By Ian McConnell

STERLING posted sharp losses yesterday against the euro and dollar, as safe-haven considerations remained in focus amid the intensifying coronavirus crisis.

The pound, which last week hit its lowest levels against the dollar since 1985, was at 5pm in London trading around $1.1479, down by nearly 2.5 cents on its pre-weekend close. Sterling had dropped as far as $1.1413 late last week.

The euro was, at 5pm in London, trading around 93.67p, up by 2.64p on its pre-weekend close against the pound.

Sterling’s renewed falls came on a day on which the FTSE-100 index of leading shares dropped by a further 196.89 points to 4993.89 points. The index fell as far as 4922.76 points during the session, as further huge moves by the US Federal Reserves failed to stop the rout.

The dollar has benefited in recent weeks from its safe-haven status, amid the growing Covid-19 coronavirus pandemic.

And financial-market players have highlighted the perception of the euro as having superior safe-haven credentials relative to sterling.

The UK Government has unveiled huge measures aimed at supporting businesses and individuals as it tries to tackle the effects of the coronavirus outbreak. These have included sweeping measures aimed at supporting the incomes of employees hit by the coronavirus.

David Madden, analyst at CMC Markets, said yesterday: “Sterling is weaker against most currencies today.

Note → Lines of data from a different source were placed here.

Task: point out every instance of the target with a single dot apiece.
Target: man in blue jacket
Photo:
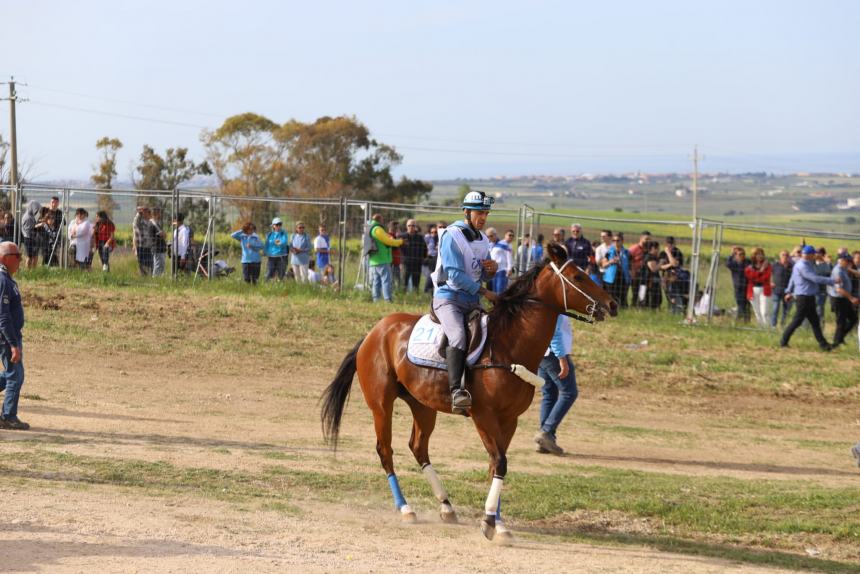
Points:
(803, 287)
(559, 390)
(277, 250)
(11, 324)
(463, 264)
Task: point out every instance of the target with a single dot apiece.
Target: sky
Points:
(460, 88)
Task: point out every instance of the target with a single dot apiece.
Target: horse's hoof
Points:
(504, 537)
(407, 515)
(446, 512)
(409, 518)
(488, 529)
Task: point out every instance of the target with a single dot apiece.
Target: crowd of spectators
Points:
(644, 275)
(764, 289)
(291, 256)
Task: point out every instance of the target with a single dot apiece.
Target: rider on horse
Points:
(464, 262)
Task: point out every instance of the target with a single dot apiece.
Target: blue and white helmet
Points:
(478, 201)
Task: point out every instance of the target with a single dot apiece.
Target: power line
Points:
(529, 144)
(116, 115)
(539, 155)
(129, 103)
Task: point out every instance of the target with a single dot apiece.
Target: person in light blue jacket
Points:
(251, 248)
(277, 249)
(559, 389)
(300, 253)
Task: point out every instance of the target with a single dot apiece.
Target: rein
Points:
(592, 305)
(591, 308)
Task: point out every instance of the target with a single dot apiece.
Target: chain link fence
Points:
(704, 290)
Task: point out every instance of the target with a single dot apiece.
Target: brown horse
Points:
(521, 325)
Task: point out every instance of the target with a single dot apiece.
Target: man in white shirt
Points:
(600, 250)
(322, 247)
(81, 235)
(181, 242)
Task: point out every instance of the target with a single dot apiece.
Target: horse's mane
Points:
(513, 299)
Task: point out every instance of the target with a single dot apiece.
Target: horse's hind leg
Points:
(383, 408)
(423, 423)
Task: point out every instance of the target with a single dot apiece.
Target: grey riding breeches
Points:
(452, 315)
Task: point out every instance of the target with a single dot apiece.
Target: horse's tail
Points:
(335, 397)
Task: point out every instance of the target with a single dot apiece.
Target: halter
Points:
(592, 305)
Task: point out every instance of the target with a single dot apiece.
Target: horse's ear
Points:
(556, 253)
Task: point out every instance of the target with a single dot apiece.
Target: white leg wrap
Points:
(492, 504)
(435, 484)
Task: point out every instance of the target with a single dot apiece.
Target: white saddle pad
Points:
(423, 347)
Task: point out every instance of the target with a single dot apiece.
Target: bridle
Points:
(592, 305)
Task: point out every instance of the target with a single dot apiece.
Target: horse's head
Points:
(567, 286)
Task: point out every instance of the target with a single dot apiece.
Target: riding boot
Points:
(461, 400)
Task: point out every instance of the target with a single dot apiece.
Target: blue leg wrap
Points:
(399, 501)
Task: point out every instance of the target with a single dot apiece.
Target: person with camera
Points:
(803, 288)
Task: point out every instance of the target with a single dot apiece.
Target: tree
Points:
(336, 157)
(245, 158)
(106, 171)
(169, 172)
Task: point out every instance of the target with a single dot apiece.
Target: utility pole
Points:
(13, 137)
(695, 183)
(15, 195)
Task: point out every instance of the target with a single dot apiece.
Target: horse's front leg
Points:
(496, 436)
(493, 437)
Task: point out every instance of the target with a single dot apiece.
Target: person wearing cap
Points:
(251, 248)
(413, 252)
(463, 264)
(181, 242)
(11, 325)
(844, 303)
(300, 253)
(277, 248)
(803, 287)
(379, 271)
(578, 247)
(322, 247)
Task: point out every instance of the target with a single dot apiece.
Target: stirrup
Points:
(461, 402)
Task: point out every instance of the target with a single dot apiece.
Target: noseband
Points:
(592, 305)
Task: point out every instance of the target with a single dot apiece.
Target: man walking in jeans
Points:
(11, 324)
(803, 287)
(559, 389)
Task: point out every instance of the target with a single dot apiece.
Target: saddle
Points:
(427, 342)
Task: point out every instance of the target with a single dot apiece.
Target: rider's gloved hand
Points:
(490, 295)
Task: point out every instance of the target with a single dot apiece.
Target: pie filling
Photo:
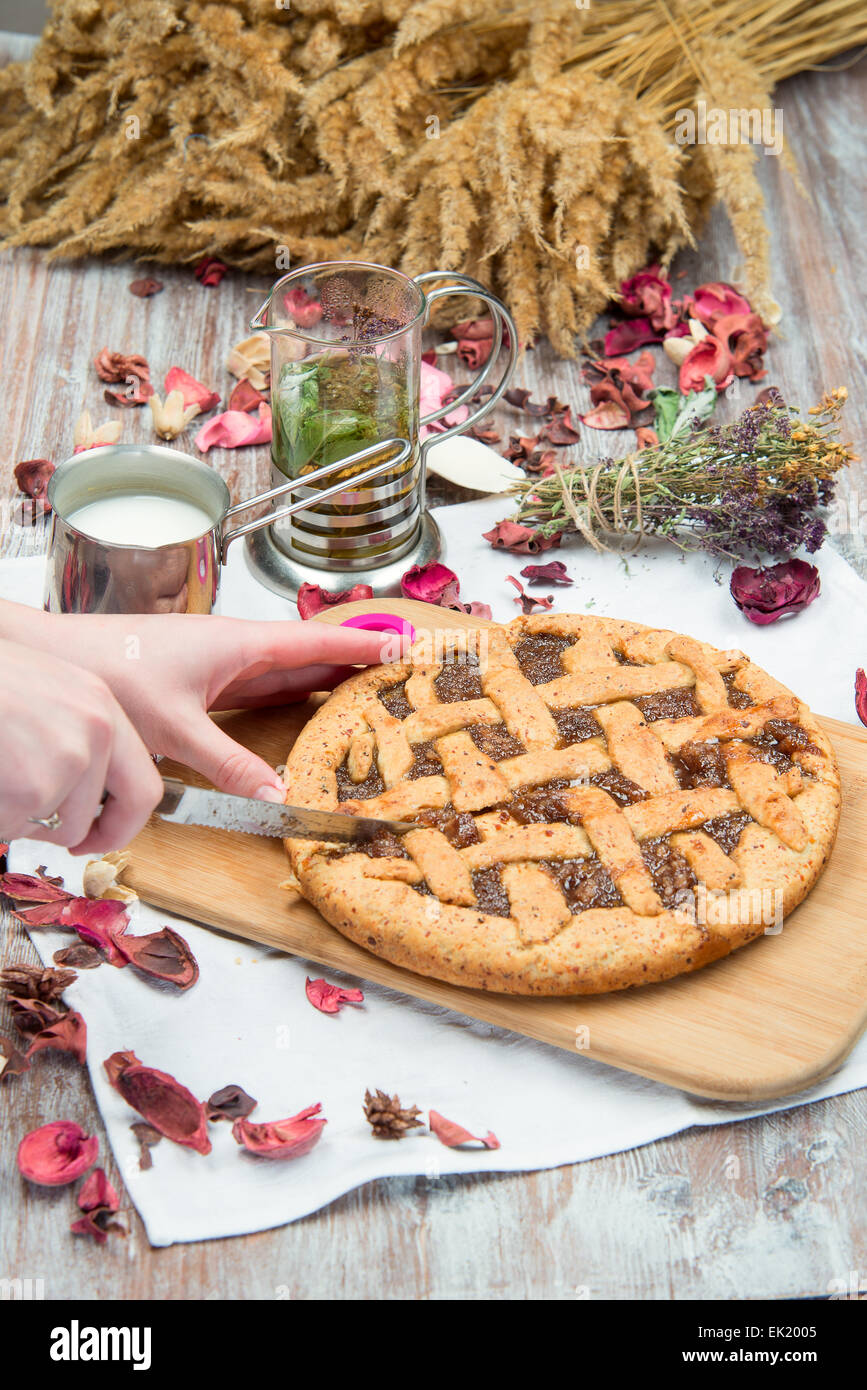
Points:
(584, 881)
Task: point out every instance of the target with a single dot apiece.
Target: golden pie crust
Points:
(606, 805)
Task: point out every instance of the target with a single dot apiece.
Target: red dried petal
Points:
(96, 1191)
(32, 477)
(304, 309)
(281, 1139)
(195, 392)
(160, 1100)
(452, 1134)
(67, 1034)
(231, 1102)
(210, 271)
(520, 540)
(163, 954)
(552, 573)
(145, 288)
(313, 599)
(527, 601)
(763, 595)
(709, 357)
(328, 998)
(245, 396)
(860, 694)
(56, 1154)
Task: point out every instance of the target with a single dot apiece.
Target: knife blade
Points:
(185, 805)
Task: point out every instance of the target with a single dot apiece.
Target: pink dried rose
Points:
(763, 595)
(235, 430)
(32, 477)
(453, 1134)
(99, 1201)
(129, 369)
(520, 540)
(160, 1100)
(195, 392)
(709, 357)
(164, 955)
(552, 573)
(438, 584)
(745, 337)
(146, 287)
(527, 601)
(56, 1154)
(281, 1139)
(329, 998)
(713, 300)
(303, 307)
(860, 694)
(313, 599)
(648, 295)
(210, 271)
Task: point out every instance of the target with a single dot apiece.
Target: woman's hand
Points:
(168, 670)
(67, 741)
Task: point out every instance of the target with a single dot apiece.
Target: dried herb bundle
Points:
(755, 487)
(531, 145)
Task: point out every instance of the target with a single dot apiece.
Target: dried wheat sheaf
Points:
(530, 145)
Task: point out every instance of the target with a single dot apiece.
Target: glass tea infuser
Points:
(345, 377)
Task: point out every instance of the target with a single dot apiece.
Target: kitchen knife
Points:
(185, 805)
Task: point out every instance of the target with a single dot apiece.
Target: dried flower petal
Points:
(147, 1137)
(81, 957)
(552, 573)
(453, 1134)
(32, 477)
(36, 982)
(520, 540)
(303, 309)
(235, 430)
(713, 300)
(56, 1154)
(145, 288)
(860, 694)
(231, 1102)
(99, 1200)
(527, 601)
(163, 954)
(210, 271)
(313, 599)
(160, 1100)
(281, 1139)
(763, 595)
(195, 392)
(328, 998)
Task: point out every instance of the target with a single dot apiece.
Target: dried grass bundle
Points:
(531, 145)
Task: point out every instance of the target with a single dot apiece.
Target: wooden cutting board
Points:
(769, 1020)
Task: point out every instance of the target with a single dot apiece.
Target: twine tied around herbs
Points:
(593, 517)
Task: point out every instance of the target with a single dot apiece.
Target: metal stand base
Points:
(279, 573)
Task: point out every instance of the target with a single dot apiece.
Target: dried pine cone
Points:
(32, 982)
(386, 1116)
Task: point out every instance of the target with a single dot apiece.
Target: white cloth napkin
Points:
(248, 1019)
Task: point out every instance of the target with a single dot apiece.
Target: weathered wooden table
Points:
(663, 1221)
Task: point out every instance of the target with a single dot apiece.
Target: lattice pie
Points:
(596, 805)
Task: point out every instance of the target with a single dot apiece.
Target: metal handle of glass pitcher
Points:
(466, 285)
(403, 448)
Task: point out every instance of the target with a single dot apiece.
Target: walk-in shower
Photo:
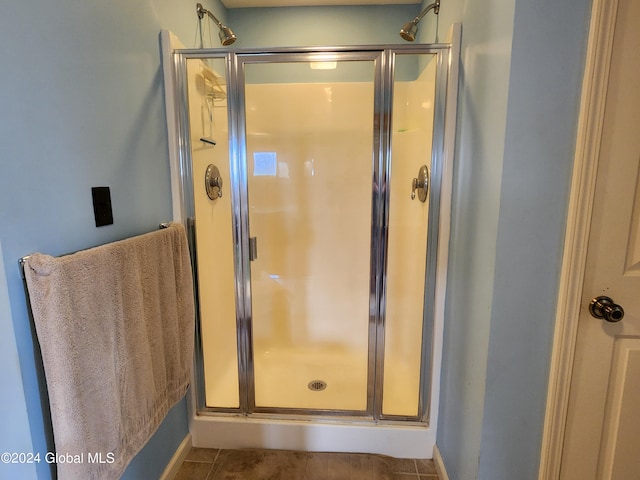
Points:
(312, 182)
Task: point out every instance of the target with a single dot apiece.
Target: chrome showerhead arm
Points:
(409, 29)
(227, 37)
(436, 9)
(201, 11)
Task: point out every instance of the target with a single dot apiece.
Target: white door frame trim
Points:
(590, 123)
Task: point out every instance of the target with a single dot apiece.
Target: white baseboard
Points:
(176, 461)
(437, 459)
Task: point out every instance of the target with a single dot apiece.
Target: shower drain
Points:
(317, 385)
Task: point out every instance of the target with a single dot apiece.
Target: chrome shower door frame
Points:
(383, 58)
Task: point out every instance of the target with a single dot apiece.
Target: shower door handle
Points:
(253, 248)
(421, 184)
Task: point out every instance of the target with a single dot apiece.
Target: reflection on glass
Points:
(310, 139)
(412, 124)
(216, 284)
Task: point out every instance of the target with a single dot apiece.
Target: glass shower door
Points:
(310, 156)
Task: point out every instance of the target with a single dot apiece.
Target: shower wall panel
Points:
(309, 155)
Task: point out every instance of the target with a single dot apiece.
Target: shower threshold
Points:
(396, 439)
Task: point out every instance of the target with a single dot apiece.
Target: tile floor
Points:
(213, 464)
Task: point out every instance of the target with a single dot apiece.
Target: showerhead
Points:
(227, 37)
(409, 29)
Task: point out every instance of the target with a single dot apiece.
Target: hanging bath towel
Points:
(115, 325)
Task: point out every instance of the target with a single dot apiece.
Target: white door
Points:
(603, 426)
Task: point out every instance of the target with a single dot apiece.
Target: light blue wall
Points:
(484, 87)
(522, 63)
(546, 75)
(312, 26)
(82, 106)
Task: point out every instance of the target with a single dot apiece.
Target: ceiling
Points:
(309, 3)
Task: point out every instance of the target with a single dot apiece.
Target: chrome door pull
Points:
(605, 307)
(421, 184)
(253, 248)
(213, 182)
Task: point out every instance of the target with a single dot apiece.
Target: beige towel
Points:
(115, 324)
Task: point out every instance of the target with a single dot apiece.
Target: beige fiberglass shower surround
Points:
(311, 180)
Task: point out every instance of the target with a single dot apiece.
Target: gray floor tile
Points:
(255, 464)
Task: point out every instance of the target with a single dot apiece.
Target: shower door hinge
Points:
(253, 248)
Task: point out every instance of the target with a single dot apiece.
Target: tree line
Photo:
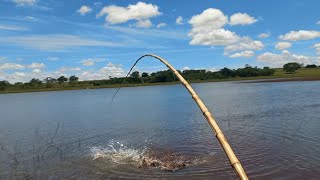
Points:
(156, 77)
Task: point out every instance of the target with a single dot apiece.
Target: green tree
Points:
(49, 80)
(291, 67)
(73, 78)
(35, 82)
(144, 74)
(4, 85)
(311, 66)
(62, 79)
(135, 74)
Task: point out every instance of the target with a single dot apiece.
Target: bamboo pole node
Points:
(235, 163)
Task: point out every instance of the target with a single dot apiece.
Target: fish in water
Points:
(168, 161)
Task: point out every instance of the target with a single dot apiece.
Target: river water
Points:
(272, 127)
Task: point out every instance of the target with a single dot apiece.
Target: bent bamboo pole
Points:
(221, 138)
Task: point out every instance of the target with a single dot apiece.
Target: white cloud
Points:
(143, 23)
(2, 59)
(25, 2)
(278, 60)
(139, 11)
(244, 43)
(300, 35)
(208, 19)
(186, 68)
(241, 19)
(64, 70)
(151, 33)
(179, 20)
(55, 42)
(213, 37)
(317, 47)
(36, 66)
(245, 54)
(30, 18)
(9, 66)
(283, 45)
(207, 29)
(84, 10)
(160, 25)
(37, 71)
(53, 58)
(264, 35)
(20, 74)
(88, 62)
(110, 70)
(12, 28)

At the back end of last week, Rishi Sunak – the Chancellor of the Exchequer – stepped up the fiscal package to tackle the health crisis. The Government will compensate workers impacted by the coronavirus to the tune of 80 per cent of their salary, up to £2,500 per month, for three months initially. The salary move alone could cost the UK Government approximately £40 billion.”

The Bank of England last week cut UK base rates to a record low of 0.1 per cent. This followed a half-point cut to 0.25% the previous week.